Systemic pharmacokinetics and safety of high doses of nebulized colistimethate sodium in critically ill patients with hospital-acquired and ventilator-associated pneumonia

Objectives: To assess the pharmacokinetics of formed colistin in plasma and the safety of two different high doses of colistimethate sodium administered via nebulization in critically ill surgical patients with hospital-acquired pneumonia (HAP) or ventilator-associated pneumonia (VAP). Patients and methods: Formed colistin plasma concentrations were measured in critically ill surgical patients with pneumonia treated with two different doses of nebulized colistimethate sodium (3MIU/8h versus 5MIU/8h).
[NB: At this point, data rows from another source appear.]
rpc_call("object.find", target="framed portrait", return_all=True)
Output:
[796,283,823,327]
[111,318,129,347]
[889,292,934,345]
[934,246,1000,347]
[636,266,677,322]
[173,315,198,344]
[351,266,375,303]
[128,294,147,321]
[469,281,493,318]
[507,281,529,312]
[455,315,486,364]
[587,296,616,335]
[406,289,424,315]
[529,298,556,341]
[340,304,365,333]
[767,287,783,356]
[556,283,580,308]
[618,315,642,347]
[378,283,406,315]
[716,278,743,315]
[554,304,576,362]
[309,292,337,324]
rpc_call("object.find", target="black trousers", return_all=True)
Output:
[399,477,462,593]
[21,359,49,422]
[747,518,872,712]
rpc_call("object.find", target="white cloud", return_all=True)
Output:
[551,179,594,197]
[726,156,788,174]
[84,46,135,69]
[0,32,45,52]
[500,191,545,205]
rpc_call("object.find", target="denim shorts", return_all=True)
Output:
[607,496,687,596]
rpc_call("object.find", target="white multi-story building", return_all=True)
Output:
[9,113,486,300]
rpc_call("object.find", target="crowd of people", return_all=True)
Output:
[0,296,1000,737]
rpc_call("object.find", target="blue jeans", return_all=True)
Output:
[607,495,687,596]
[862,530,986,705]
Adverse events possibly related to nebulized colistimethate sodium were recorded. Results: Twenty-seven patients (15 in the 3MIU/8h group and 12 in the 5MIU/8h group) were included. Colistin plasma concentrations were unquantifiable (<0.1 mg/L) in eight (53.3%) patients in the 3MIU/8h group and in seven patients (58.3%) in the 5MIU/8h group. Median (IQR) quantifiable colistin plasma concentrations before nebulization and at 1, 4 and 8 h were 0.17 (0.12-0.33), 0.20 (0.11-0.24), 0.17 (0.12-0.23) and 0.17 (0.11-0.32) mg/L, respectively, in the 3MIU/8h group and 0.20 (0.11-0.35), 0.24 (0.12-0.44), 0.24 (0.10-0.49) and 0.23 (0.11-0.44) mg/L, respectively, in the 5MIU/8h group, with no differences between the two groups at any time. Renal impairment during nebulized treatment was observed in three patients in each group, but was unlikely to be related to colistimethate sodium treatment. Nebulized colistimethate sodium therapy was well tolerated and no bronchospasms or neurotoxicity events were observed. Conclusions: In this limited observational case series of critically ill patients with HAP or VAP treated with high doses of nebulized colistimethate sodium, systemic exposure was minimal and the treatment was well tolerated.